Should the Government Be Allowed to Read Your E-Mails? - edw519
http://abcnews.go.com/print?id=11825039

======
david_shaw
The short answer is no--not without a warrant.

In my opinion, the argument here is very similar to the NSA unwarranted
wiretap scandal. Law enforcement and intelligence services should be able to
listen in on calls deemed suspicious for reasons of national security-- _if_
they have a warrant. Overarching listening networks such as ECHELON seem
unethical to me, but good luck telling that to the NSA.

The issue in question, however, is more along the lines of whether the
government should be able to circumvent user encryption. Can the NSA throw
your encrypted document in their massive server farm and crack it in a few
days? Probably. Is there anything we can do to stop that? Not really, other
than huge keys and secure algorithms.

What the government wants, however, is similar to what RIM provided Saudi
Arabia (and what the USA wanted with its key escrow service years ago): a
backdoor into an encryption scheme, or a copy of private keys.

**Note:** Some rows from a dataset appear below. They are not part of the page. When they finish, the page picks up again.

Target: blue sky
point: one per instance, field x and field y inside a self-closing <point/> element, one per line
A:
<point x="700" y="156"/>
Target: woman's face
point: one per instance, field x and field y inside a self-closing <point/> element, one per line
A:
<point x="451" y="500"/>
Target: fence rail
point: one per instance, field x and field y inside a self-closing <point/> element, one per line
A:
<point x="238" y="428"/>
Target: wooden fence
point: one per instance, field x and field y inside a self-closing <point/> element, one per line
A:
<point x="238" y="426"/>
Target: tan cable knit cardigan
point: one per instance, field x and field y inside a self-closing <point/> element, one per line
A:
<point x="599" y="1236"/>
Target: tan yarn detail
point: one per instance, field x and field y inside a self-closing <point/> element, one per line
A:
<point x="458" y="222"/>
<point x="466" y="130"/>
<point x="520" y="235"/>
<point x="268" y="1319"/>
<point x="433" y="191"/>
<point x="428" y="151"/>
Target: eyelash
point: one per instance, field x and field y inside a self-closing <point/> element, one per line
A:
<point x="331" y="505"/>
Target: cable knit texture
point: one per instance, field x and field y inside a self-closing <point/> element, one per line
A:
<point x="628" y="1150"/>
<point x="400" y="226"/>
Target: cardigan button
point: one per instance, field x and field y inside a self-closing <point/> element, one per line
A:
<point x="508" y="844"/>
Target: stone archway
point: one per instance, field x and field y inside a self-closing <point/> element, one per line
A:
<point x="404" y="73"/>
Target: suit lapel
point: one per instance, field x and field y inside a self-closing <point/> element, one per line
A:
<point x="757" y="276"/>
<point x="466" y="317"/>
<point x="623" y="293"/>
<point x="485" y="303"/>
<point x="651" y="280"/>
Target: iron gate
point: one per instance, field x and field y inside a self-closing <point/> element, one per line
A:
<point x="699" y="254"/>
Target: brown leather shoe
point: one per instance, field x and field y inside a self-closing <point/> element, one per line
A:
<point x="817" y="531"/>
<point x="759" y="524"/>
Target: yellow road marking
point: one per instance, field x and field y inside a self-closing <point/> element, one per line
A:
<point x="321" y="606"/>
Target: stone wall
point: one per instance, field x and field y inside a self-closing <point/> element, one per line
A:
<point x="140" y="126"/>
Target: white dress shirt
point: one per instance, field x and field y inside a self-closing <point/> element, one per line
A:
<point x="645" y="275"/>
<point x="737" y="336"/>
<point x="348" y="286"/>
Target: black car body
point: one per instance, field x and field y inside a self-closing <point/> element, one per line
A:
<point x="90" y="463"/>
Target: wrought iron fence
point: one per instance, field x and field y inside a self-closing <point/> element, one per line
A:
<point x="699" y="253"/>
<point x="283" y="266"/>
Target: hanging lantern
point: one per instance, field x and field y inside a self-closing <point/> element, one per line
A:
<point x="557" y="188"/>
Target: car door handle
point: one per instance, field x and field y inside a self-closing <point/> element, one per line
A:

Both from a computer security perspective and an interpreted Constitutional
right to privacy, the government should need a warrant to get encrypted data.
Just like they'd need a warrant to get your paper diary that you keep next to
your laptop, they should (and currently do) require one to read your e-mail.
And that's the way it should stay.

------
petrilli
Which part of "no" is difficult to comprehend? I'd express it in one letter,
but I've not figured out how yet.

------
kronig
No, period.

\-- but slightly "yes" only if you like to much the idea of George Orwell

------
mike-cardwell
Run your own mail server and delete emails after reading them.